Secondly, every member of staff comes with an expectation that their workplace is going to be as easy to use as their own personal IT, the consumer IT that they carry around. If they don't see that, then it will have impacts on their morale and, naturally, that will have an impact on their work with customers and the work that they're prepared to put in. So, the second level of benefit is about increasing that Employee Engagement and as we've seen then driving greater connectivity with clients and being more prepared and more able to do work in their own time, adding value to the business.

So, I think in summary there are benefits both in reducing employee turnover where employees are increasingly selecting their workplace on the quality of the IT service and solutions they get. And secondly, there are benefits about enabling staff to respond more effectively, more rapidly to clients and to changes in their own workplace, all of which adds to top-line growth and bottom-line margin.

Moderator: And here is a final question, what is the role of AIOps in Managed Workplace Services service offerings?
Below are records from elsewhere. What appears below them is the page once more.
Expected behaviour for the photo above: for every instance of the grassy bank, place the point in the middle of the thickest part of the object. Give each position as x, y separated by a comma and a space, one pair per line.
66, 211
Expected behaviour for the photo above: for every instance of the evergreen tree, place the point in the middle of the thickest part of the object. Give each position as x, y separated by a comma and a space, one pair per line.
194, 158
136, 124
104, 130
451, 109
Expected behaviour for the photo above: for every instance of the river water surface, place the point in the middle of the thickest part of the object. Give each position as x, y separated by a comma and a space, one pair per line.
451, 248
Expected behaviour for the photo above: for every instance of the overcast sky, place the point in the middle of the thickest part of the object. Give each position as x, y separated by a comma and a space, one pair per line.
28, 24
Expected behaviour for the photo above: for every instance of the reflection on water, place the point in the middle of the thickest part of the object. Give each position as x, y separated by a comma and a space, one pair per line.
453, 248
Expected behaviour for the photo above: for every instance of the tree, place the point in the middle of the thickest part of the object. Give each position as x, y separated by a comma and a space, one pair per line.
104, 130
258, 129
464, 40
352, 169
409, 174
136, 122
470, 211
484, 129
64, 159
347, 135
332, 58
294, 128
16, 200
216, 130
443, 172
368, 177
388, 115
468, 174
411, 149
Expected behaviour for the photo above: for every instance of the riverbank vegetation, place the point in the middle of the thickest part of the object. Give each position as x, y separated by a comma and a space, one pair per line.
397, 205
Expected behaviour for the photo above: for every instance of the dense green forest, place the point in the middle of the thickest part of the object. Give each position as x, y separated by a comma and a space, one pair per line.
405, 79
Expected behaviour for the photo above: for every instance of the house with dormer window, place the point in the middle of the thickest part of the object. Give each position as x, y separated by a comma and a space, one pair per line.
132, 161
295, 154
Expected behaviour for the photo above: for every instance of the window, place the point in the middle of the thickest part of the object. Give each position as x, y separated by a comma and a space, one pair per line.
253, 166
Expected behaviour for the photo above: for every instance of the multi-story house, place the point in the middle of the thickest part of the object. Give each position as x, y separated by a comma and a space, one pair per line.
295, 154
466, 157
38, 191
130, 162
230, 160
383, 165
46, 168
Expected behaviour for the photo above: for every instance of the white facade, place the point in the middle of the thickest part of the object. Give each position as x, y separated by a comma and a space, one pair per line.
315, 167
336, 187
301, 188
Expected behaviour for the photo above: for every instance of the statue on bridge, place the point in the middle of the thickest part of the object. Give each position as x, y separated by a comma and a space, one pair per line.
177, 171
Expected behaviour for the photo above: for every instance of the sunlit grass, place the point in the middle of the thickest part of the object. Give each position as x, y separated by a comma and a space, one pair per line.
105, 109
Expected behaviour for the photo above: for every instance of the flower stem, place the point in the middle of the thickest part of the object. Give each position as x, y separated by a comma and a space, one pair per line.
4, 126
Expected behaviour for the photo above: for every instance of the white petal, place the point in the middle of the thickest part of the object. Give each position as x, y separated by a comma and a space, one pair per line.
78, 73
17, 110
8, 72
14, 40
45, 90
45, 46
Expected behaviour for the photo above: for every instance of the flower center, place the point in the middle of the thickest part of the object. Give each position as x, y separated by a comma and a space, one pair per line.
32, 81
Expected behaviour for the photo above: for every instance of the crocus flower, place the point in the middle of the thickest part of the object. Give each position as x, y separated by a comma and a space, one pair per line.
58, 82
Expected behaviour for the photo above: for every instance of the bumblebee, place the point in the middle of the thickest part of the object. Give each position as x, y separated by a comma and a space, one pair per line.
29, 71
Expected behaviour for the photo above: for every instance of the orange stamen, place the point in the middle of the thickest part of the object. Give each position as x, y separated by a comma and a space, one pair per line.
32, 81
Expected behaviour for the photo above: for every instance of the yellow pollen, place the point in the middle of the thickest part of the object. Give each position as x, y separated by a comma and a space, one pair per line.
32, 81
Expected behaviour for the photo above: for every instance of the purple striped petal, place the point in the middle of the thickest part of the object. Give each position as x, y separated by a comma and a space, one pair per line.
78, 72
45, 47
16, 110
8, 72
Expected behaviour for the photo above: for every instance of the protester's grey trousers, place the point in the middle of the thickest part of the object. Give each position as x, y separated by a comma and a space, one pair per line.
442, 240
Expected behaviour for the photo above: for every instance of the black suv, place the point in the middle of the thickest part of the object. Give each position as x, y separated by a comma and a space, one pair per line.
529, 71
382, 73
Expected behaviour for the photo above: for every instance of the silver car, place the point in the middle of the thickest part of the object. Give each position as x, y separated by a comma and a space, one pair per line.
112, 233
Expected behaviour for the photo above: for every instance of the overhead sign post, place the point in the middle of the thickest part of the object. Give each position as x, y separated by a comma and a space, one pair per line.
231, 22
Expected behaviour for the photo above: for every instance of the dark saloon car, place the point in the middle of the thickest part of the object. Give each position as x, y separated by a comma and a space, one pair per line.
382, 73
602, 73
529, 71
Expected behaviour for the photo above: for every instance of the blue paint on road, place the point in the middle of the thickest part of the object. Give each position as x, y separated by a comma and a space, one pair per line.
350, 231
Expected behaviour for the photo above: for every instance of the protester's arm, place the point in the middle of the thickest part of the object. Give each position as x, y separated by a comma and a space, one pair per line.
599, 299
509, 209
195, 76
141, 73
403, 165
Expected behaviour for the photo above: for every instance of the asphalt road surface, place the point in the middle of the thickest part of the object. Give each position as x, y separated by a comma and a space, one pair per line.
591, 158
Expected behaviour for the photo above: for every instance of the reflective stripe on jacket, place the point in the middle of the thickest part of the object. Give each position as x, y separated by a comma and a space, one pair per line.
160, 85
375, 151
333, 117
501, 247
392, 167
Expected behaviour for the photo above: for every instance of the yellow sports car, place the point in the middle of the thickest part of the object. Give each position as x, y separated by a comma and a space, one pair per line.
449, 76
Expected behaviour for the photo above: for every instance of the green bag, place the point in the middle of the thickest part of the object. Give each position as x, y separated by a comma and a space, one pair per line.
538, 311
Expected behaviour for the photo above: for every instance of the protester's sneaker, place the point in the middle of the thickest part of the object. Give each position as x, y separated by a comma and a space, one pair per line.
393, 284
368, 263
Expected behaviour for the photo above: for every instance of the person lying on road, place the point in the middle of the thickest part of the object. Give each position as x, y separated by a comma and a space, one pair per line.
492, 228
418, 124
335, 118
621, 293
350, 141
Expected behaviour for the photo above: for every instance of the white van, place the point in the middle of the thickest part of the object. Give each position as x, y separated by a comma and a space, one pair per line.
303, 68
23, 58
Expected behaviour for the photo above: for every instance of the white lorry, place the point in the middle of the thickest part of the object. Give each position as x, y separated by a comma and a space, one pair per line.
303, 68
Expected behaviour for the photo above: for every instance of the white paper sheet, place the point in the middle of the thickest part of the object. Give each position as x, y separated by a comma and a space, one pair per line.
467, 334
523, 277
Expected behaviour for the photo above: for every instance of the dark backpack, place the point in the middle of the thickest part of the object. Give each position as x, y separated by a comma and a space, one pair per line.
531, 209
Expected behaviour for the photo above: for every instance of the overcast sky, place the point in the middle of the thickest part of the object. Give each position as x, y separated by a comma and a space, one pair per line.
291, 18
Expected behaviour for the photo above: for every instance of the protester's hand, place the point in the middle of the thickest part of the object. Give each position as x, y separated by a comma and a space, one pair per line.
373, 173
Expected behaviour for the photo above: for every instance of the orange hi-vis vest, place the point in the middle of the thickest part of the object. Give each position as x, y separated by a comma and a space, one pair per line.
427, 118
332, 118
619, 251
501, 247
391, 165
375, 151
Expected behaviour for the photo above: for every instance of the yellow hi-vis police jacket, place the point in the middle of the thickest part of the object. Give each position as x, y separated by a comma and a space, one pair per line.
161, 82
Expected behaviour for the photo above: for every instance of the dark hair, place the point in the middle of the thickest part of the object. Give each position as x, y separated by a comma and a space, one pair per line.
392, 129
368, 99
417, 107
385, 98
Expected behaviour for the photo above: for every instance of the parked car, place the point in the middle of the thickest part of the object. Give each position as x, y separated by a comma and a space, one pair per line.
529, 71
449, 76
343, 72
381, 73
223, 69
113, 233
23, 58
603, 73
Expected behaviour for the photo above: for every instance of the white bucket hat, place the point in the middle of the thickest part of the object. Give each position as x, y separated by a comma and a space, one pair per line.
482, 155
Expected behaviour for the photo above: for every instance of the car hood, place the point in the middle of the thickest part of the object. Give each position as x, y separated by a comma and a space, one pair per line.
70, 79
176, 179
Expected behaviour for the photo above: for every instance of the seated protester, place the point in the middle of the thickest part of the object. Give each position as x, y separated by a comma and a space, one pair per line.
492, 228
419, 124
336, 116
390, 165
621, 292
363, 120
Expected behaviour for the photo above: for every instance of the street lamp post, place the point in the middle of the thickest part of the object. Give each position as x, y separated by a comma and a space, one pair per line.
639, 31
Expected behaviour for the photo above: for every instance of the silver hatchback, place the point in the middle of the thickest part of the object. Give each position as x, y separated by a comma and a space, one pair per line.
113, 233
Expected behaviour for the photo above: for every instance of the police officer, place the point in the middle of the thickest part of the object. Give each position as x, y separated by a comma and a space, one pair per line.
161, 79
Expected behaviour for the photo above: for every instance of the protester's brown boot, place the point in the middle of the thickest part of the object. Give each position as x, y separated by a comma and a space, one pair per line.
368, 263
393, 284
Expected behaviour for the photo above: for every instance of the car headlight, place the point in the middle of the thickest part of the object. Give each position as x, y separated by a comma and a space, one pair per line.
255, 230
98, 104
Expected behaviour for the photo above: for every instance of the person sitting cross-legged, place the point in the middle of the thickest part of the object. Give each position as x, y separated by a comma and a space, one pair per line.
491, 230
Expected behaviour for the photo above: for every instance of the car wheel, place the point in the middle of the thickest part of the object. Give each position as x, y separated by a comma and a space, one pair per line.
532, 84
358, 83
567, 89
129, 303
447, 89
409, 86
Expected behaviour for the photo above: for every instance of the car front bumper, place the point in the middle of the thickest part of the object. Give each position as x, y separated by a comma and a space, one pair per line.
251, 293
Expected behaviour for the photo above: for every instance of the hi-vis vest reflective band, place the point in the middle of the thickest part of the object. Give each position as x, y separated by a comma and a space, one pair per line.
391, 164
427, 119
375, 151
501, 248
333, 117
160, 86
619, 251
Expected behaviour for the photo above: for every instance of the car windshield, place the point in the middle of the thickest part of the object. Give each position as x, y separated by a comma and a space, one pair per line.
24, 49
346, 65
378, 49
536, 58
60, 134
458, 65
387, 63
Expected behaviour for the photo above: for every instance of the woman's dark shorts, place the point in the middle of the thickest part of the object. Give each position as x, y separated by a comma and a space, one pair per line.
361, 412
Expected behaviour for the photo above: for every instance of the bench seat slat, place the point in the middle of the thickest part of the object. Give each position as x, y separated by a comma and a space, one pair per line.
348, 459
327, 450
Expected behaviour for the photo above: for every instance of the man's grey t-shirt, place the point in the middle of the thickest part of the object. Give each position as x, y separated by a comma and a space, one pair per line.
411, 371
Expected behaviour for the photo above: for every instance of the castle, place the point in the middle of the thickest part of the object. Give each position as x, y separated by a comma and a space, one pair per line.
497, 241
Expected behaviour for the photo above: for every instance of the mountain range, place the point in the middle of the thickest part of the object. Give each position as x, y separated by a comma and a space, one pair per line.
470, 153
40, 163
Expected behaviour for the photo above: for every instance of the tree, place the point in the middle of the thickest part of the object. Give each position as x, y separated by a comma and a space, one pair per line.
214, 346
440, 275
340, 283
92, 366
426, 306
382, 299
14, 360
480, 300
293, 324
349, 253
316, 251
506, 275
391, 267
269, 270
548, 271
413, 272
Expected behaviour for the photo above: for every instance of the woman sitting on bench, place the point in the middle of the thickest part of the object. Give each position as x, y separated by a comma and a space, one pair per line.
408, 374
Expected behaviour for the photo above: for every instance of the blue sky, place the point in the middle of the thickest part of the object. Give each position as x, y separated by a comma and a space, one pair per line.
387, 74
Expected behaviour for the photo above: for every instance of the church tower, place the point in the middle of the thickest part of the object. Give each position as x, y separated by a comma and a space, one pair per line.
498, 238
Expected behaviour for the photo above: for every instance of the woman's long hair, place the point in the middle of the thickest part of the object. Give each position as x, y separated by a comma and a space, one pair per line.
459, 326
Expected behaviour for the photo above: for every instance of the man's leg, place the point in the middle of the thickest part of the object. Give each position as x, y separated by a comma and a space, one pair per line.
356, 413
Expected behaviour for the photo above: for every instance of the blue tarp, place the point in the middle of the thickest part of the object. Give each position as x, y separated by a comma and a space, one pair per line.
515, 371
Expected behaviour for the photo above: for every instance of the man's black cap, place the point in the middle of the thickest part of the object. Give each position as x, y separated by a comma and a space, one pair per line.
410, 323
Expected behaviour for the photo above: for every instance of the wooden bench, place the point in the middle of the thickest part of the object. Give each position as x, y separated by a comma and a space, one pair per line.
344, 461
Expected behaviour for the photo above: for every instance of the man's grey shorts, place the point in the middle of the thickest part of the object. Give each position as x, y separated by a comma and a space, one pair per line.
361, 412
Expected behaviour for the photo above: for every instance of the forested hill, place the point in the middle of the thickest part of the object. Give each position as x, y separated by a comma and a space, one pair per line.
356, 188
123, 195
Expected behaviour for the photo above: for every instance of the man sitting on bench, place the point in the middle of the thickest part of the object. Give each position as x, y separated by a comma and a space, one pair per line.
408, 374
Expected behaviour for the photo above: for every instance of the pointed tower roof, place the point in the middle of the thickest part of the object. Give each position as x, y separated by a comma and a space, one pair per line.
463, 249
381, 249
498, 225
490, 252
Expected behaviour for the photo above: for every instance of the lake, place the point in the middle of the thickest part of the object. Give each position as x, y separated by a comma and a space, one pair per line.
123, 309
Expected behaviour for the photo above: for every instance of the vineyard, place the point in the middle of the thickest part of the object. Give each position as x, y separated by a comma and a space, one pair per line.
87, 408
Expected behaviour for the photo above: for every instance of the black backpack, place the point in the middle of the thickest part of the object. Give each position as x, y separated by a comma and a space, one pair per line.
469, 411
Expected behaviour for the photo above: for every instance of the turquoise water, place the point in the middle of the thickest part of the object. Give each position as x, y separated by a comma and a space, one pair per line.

David: I think AIOps are a natural evolution from the analytics phase. Clearly what analytics does is it gives us a view on the state of the environment. Now it enables us to compare it to historic data, it makes predictions about what is going to happen and maybe what we need to do, but it doesn't actually take the action for us. So, as we saw on a previous slide, it still requires a member of the IT team to actually execute changes.

The natural next step is to combine that analytics with an automation of outcome so that when the analytics identifies what needs to be done, that can be applied automatically by a script, by operations management automation or by some other automation tool within the estate. That will have the impact not only of reducing the cost of delivery by reducing the need for human staff, but also it will increase the service quality because intervention will become quicker and more repeatable. And that means that we get into the point where a properly tooled AIOps-delivered Managed Workplace Service will deliver benefits both in cost reduction to the clients and in service quality improvement. That's always been the promise of outsourcing. But, for the first time, this is what we're really beginning to see delivered by the leading outsourcers: lower cost for the client, better service delivery, and, you know what else? Better margin for the provider. So, AIOps is going to be a central component of sustainability both for clients and providers in this new digital world.

Moderator: Thank you, David, that's all the time we have. I'd like to thank both David and Dan for their great insights today. A quick program note: Gartner is an impartial independent analyst of the information technology industry. All content provided by other speakers is expressly the views of those enterprises and the speakers. The information should not be construed as a Gartner endorsement of said enterprise’s products or services. That concludes our presentation.